By Biotechdaily staff writers
Posted on 07 Oct 2003
Researchers have identified a second gene that causes Lafora disease (LD), the most severe form of teenage-onset epilepsy, and now explains the genetic basis for the disease in more than 90% of families with an afflicted child.

Lafora disease is a form of progressive myoclonus epilepsy beginning from age six to 19; characterized by generalized tonic-clonic seizures, resting and action myoclonus, ataxia, dementia, and classic EEG findings, including polyspike and wave discharges; basophilic cytoplasmic inclusion bodies present in portions of the brain, the liver, and skin, as well as the duct cells of the sweat glands. More...
Death usually occurs within 10 years of onset. Lafora disease is passed by autosomal recessive inheritance.

In a study published in the September 2003 issue of Nature Genetics, investigators from the University of Toronto (Canada; www.utoronto.ca) reported the discovery of the NHLRC1 gene, which is the second gene found to cause Lafora disease. The other gene, EPM2A, was discovered five years ago.
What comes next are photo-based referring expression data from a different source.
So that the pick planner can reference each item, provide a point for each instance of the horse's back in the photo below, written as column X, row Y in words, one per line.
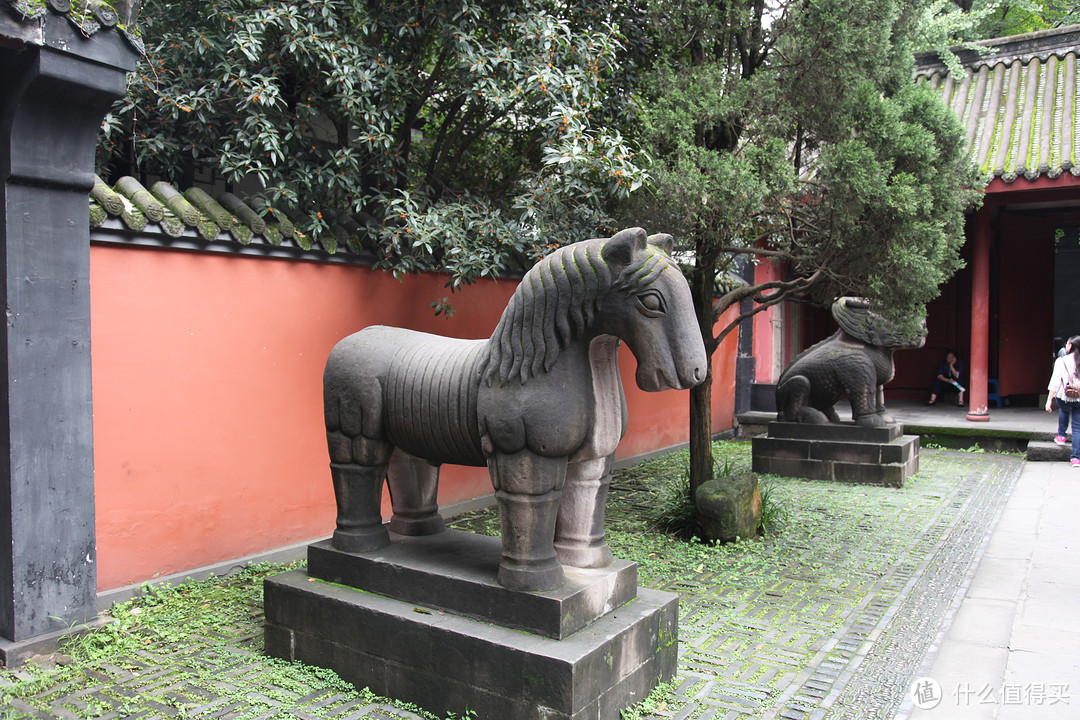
column 415, row 390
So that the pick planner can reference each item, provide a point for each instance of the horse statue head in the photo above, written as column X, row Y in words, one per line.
column 626, row 286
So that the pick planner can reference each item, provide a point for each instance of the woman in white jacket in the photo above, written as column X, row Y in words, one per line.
column 1066, row 370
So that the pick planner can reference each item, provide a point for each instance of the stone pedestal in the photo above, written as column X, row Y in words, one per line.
column 424, row 621
column 838, row 451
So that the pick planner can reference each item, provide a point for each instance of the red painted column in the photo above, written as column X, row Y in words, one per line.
column 980, row 317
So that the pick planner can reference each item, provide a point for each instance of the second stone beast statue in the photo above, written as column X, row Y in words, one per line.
column 855, row 361
column 540, row 404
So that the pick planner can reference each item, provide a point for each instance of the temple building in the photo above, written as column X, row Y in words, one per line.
column 1016, row 300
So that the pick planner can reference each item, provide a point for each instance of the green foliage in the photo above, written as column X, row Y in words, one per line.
column 464, row 135
column 793, row 132
column 954, row 22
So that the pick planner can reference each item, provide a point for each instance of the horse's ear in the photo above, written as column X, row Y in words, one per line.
column 620, row 248
column 664, row 242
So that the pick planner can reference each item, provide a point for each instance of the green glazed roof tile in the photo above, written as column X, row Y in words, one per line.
column 1016, row 102
column 169, row 216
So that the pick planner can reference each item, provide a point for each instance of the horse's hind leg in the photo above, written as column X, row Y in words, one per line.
column 527, row 487
column 414, row 491
column 359, row 467
column 579, row 529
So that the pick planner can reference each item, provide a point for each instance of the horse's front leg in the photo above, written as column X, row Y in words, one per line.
column 527, row 488
column 414, row 492
column 579, row 528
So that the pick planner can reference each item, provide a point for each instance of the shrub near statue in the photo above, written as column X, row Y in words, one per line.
column 540, row 404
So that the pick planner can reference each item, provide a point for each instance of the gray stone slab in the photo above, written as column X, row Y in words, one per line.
column 846, row 432
column 1048, row 451
column 889, row 463
column 446, row 663
column 814, row 470
column 781, row 447
column 456, row 571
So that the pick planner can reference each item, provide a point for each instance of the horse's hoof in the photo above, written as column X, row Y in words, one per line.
column 361, row 540
column 430, row 525
column 583, row 556
column 530, row 578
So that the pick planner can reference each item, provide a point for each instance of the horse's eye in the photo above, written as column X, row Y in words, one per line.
column 651, row 301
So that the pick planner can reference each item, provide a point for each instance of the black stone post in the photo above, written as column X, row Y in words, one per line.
column 56, row 84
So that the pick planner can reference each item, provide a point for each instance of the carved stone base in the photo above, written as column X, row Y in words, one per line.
column 845, row 452
column 480, row 660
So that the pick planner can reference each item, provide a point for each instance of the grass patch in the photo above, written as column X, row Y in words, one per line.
column 196, row 650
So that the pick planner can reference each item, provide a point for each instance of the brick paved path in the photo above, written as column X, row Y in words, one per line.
column 829, row 619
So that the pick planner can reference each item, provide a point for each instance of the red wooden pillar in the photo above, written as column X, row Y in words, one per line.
column 980, row 317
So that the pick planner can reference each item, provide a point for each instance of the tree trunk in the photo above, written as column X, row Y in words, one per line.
column 701, row 433
column 701, row 397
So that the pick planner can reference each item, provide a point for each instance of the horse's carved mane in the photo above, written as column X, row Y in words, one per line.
column 556, row 301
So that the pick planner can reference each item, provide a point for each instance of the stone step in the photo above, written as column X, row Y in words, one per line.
column 1048, row 451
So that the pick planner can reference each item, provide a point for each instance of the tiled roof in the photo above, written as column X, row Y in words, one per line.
column 162, row 215
column 28, row 21
column 1017, row 102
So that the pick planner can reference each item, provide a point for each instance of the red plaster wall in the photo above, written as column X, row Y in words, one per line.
column 1025, row 301
column 207, row 398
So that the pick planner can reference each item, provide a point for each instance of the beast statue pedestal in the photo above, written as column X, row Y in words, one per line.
column 838, row 451
column 424, row 621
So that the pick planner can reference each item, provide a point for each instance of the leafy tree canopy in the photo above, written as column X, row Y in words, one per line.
column 952, row 23
column 793, row 132
column 464, row 135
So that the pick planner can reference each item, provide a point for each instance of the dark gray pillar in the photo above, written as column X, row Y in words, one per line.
column 55, row 87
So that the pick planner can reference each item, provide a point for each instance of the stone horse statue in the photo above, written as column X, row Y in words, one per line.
column 855, row 361
column 540, row 404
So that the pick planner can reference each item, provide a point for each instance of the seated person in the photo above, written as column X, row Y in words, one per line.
column 949, row 374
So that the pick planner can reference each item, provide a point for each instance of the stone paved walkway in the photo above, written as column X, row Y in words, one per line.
column 829, row 619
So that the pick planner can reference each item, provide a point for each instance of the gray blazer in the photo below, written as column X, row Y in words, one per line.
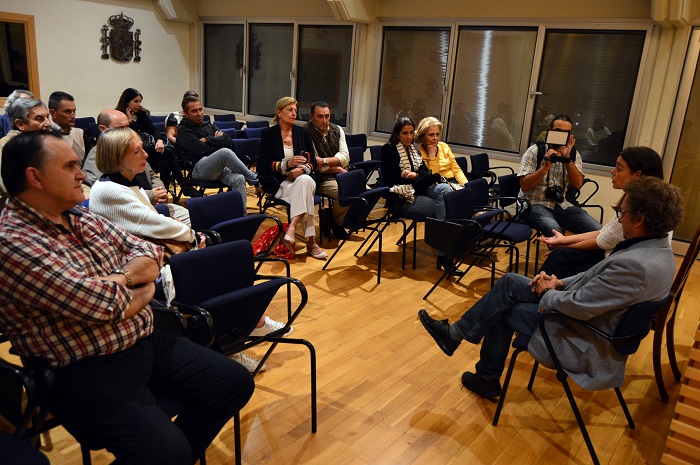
column 642, row 272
"The newly discovered LD gene, named NHLRC1, produces a protein thought to be involved in marking other proteins for destruction in the cell. Our early data suggest that the EPM2A and NHLRC1 genes work together to safeguard neurons against accumulating too many carbohydrates. If either of the genes is missing, the result is epilepsy,” explained senior author Dr. Stephen Scherer, associate professor of molecular and medical genetics at the University of Toronto. "Importantly, we can now explain Lafora disease in 90% of families, and for the remaining 10%, we think there is a third yet-to-be-identified disease gene.”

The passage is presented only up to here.